From dd810c53429a4f6693357711831afd9a918c72ba Mon Sep 17 00:00:00 2001
From: Arnaud Vrac <rawoul@gmail.com>
Date: Thu, 25 Nov 2021 22:51:36 +0100
Subject: [PATCH 1/2] Allow client to use port 0 when requesting reverse port
 forwarding

Bind the port to forward before calling the ReversePortForwardingCallback
callback, with the actual bound port instead of 0.
---
 tcpip.go | 7 ++++---
 1 file changed, 4 insertions(+), 3 deletions(-)

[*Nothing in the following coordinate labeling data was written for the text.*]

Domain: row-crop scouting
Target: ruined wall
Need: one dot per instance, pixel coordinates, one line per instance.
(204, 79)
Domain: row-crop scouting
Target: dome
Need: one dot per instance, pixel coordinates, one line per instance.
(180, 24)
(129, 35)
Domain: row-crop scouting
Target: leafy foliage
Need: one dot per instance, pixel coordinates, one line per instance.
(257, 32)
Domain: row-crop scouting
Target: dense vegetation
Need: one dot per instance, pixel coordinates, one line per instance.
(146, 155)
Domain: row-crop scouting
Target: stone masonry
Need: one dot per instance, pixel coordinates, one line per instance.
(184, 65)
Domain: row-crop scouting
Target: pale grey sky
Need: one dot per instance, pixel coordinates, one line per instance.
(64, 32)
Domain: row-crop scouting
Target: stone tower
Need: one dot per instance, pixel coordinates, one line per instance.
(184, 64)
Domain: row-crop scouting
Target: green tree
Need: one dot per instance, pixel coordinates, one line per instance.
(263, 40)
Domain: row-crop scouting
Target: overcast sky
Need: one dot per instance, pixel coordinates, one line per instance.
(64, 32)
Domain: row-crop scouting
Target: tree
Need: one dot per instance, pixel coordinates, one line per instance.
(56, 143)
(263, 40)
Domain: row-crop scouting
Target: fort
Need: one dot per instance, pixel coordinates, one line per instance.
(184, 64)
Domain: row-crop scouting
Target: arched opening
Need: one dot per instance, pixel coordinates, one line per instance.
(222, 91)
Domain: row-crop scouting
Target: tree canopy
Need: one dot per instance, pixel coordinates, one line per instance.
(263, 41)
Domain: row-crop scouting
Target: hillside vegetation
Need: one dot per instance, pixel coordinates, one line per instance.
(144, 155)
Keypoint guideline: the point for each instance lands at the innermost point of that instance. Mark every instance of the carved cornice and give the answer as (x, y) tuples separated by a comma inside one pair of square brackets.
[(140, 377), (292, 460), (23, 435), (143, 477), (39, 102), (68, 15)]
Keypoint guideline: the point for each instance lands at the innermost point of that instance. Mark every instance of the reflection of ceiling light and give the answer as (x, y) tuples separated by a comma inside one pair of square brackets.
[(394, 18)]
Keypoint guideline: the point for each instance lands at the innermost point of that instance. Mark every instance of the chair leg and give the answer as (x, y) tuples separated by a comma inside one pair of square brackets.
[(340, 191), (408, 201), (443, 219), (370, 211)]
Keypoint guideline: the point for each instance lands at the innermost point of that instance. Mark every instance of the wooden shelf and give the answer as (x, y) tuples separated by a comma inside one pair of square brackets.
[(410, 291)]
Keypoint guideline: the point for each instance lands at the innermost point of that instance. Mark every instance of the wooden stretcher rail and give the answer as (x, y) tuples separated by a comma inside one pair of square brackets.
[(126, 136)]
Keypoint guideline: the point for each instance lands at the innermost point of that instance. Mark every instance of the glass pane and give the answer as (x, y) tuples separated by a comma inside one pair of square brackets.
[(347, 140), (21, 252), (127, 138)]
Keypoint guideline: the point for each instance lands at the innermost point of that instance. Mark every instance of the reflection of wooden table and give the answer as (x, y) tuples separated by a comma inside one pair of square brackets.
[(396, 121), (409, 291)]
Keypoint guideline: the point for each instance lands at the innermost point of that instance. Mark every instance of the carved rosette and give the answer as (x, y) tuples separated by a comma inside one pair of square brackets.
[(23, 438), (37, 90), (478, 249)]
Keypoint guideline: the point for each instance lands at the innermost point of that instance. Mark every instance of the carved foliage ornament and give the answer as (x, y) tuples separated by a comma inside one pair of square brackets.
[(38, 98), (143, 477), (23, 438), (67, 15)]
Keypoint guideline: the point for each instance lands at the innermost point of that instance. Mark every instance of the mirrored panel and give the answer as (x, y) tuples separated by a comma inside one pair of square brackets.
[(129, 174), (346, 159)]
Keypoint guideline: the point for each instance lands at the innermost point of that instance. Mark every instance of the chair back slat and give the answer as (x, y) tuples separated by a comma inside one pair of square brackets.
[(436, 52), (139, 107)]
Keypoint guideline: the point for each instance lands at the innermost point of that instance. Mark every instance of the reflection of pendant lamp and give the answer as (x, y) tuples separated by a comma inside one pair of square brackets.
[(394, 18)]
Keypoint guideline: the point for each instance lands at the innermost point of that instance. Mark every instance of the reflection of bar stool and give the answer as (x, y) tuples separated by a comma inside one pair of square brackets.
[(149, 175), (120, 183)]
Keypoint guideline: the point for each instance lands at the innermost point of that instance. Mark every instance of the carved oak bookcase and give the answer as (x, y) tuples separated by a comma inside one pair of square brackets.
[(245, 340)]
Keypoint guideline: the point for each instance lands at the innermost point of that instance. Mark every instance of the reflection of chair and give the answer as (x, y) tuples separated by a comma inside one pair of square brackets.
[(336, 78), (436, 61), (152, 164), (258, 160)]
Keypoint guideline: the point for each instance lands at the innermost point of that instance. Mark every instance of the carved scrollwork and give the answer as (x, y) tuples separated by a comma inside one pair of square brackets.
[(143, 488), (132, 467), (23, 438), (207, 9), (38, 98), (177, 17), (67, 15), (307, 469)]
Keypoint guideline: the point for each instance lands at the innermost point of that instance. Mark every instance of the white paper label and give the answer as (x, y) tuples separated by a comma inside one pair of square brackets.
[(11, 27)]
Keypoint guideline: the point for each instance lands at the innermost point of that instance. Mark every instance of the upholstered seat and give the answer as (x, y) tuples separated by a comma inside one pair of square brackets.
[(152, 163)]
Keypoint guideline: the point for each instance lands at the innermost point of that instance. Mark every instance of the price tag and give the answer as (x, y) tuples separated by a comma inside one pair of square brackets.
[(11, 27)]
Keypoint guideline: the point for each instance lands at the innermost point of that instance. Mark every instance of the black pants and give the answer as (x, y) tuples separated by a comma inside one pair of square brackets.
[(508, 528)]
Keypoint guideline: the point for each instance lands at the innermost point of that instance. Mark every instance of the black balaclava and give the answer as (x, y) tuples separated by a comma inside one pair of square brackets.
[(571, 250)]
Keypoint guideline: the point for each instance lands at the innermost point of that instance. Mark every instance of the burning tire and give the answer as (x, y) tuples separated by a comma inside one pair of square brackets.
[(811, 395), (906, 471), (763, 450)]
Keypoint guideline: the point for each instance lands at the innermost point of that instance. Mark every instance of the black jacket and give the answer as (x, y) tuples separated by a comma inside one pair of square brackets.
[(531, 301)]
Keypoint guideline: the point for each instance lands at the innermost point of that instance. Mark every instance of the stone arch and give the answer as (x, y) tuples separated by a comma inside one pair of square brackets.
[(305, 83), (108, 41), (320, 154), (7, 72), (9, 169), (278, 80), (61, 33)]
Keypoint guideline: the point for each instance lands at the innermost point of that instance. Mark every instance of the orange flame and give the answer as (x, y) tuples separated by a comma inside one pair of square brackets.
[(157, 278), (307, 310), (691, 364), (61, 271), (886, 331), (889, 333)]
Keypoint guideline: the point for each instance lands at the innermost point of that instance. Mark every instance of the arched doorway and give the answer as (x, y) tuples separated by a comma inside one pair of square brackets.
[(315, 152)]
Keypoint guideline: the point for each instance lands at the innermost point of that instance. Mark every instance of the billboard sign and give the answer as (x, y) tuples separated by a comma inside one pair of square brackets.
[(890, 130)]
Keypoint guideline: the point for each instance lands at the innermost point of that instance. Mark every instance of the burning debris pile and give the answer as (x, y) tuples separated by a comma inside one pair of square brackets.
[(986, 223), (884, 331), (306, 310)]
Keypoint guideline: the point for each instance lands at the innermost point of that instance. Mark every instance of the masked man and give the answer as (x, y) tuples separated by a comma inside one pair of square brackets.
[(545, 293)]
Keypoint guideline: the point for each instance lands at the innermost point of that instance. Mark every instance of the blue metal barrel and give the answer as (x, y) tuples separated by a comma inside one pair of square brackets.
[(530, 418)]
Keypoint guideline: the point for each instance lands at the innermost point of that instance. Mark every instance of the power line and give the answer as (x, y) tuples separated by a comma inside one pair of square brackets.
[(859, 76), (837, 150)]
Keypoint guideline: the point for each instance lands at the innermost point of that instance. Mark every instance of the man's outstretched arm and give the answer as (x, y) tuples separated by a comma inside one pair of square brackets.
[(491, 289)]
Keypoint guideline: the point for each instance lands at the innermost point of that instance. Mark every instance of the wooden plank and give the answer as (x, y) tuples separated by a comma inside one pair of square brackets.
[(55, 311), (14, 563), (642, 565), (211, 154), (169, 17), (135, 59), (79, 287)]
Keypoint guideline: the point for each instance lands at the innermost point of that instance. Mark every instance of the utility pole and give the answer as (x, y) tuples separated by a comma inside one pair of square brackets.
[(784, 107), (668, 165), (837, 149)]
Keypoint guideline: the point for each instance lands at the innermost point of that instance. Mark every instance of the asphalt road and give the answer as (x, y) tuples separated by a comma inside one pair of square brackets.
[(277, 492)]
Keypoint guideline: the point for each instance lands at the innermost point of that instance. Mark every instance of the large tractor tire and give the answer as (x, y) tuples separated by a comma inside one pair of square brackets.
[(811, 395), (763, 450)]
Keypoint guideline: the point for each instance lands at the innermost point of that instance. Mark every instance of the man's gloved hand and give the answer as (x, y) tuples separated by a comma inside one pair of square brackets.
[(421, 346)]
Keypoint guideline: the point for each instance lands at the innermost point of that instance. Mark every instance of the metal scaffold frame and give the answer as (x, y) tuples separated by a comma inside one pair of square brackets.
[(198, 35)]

diff --git a/tcpip.go b/tcpip.go
index 335fda6..75b6336 100644
--- a/tcpip.go
+++ b/tcpip.go
@@ -108,9 +108,6 @@ func (h *ForwardedTCPHandler) HandleSSHRequest(ctx Context, srv *Server, req *go
 			// TODO: log parse failure
 			return false, []byte{}
 		}
-		if srv.ReversePortForwardingCallback == nil || !srv.ReversePortForwardingCallback(ctx, reqPayload.BindAddr, reqPayload.BindPort) {
-			return false, []byte("port forwarding is disabled")
-		}
 		addr := net.JoinHostPort(reqPayload.BindAddr, strconv.Itoa(int(reqPayload.BindPort)))
 		ln, err := net.Listen("tcp", addr)
 		if err != nil {
@@ -119,6 +116,10 @@ func (h *ForwardedTCPHandler) HandleSSHRequest(ctx Context, srv *Server, req *go
 		}
 		_, destPortStr, _ := net.SplitHostPort(ln.Addr().String())
 		destPort, _ := strconv.Atoi(destPortStr)
+		if srv.ReversePortForwardingCallback == nil || !srv.ReversePortForwardingCallback(ctx, reqPayload.BindAddr, uint32(destPort)) {
+			ln.Close()
+			return false, []byte("port forwarding is disabled")
+		}
 		h.Lock()
 		h.forwards[addr] = ln
 		h.Unlock()

From 4965f6344a01171a6004d727632d56fce1d3a63c Mon Sep 17 00:00:00 2001
From: Nicolas Escande <nescande@freebox.fr>
Date: Fri, 13 Oct 2023 11:45:18 +0200
Subject: [PATCH 2/2] fix multiple ports forward requests to port 0

---
 tcpip.go | 5 ++++-
 1 file changed, 4 insertions(+), 1 deletion(-)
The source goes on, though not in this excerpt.